There's a million things to keep online sellers and small business owners up at night worrying, and here's another to add to the list: a mistake by a financial institution that can get you suspended from your selling venue.
A reader sent me this link to a thread on the Etsy forums
and said, "It's sad what they did to this seller." The thread was started by a seller who said Etsy shut down her shop over an error. Here's an excerpt of her explanation:
"In short, Etsy suspended my shop after they received a chargeback from my credit card company for a supposed unauthorized transaction (I buy some supplies for my shop from other Etsy sellers from that account).
"The thing is, the credit card company made a mistake. The charge was not fraudulent. It had been made by me. There was other fraudulent activity on the card, and those completely valid transactions with an Etsy seller got mixed up in it.
"The awful thing is....I had already corrected the credit card company's mistake 2 days before my shop was suspended and the credit card statement was showing correctly THAT SAME DAY."

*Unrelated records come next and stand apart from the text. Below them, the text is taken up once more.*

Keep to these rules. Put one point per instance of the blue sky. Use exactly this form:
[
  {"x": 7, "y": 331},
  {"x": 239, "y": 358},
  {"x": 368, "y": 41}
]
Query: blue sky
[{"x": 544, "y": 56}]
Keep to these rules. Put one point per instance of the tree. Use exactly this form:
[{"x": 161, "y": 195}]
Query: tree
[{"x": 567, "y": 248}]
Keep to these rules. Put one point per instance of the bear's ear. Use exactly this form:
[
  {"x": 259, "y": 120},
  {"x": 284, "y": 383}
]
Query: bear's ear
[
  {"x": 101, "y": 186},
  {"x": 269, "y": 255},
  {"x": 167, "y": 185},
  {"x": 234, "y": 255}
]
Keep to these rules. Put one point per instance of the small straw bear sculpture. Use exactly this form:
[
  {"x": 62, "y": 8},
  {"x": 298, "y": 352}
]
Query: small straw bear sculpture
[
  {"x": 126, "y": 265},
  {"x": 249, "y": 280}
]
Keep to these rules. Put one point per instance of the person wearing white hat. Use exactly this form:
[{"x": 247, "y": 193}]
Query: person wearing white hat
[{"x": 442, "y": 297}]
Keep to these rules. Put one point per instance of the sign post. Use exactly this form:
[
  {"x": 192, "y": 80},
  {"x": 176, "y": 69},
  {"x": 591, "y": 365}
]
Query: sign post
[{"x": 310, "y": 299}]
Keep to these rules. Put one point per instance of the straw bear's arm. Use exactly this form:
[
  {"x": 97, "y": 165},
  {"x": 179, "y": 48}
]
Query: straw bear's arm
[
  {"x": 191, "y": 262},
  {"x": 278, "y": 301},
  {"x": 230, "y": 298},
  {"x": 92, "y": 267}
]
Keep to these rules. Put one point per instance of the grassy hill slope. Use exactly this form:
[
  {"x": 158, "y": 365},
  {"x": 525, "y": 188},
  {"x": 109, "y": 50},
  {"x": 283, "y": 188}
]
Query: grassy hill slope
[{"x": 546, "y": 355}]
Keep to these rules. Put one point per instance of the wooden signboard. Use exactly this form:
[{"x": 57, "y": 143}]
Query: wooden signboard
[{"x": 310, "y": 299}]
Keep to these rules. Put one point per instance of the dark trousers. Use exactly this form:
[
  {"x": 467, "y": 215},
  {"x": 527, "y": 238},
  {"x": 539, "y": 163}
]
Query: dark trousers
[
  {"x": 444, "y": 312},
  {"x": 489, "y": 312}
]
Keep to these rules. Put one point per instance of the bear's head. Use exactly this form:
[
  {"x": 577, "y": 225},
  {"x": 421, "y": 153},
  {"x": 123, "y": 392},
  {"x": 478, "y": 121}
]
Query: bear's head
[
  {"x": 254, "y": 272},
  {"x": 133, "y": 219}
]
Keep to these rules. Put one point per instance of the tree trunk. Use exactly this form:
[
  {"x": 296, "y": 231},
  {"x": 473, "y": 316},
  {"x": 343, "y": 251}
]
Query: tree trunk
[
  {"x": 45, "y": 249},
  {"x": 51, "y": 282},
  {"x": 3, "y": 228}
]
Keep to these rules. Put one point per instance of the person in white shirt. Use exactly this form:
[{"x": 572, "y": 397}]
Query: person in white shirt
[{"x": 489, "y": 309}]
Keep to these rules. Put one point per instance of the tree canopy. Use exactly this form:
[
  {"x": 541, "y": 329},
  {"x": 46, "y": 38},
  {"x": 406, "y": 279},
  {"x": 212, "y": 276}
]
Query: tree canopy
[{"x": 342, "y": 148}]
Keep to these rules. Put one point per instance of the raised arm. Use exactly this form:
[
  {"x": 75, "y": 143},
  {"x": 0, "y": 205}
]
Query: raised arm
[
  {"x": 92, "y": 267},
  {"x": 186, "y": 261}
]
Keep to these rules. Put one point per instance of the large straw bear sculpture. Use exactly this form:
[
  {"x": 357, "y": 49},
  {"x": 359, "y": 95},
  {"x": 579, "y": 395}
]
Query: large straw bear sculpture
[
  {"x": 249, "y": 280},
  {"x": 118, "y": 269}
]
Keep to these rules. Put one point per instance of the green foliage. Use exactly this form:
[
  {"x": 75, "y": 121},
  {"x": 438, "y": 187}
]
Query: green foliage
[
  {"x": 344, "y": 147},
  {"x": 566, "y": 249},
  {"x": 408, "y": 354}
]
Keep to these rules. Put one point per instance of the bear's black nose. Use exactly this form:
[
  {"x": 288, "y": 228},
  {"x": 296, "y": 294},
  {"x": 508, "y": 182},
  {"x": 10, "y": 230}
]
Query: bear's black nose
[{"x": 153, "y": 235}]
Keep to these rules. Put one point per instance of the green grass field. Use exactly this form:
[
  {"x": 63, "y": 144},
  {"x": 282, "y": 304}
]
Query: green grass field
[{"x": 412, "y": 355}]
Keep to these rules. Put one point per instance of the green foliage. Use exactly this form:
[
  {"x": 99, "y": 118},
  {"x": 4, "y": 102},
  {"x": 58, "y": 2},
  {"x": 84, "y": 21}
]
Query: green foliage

It's good to know that Etsy takes action on reports of fraud, and it's important to remember that we don't know how or when the credit card company communicated to Etsy what it thought was a fraudulent transaction.
One would like to believe Etsy would quickly fix a case where it suspended a seller for a mistake by a third party, but is the credit card company being responsive when Etsy seeks confirmation that the fraud report was made in error?
We just don't have enough information about the communication between the four parties: Etsy, the credit card company, the seller whose credit card was compromised, and the seller from whom she purchased supplies.
The point is that it's bad enough that one's credit card can be compromised by a fraudster, but who knew it could result in a seller's livelihood coming to a screeching halt?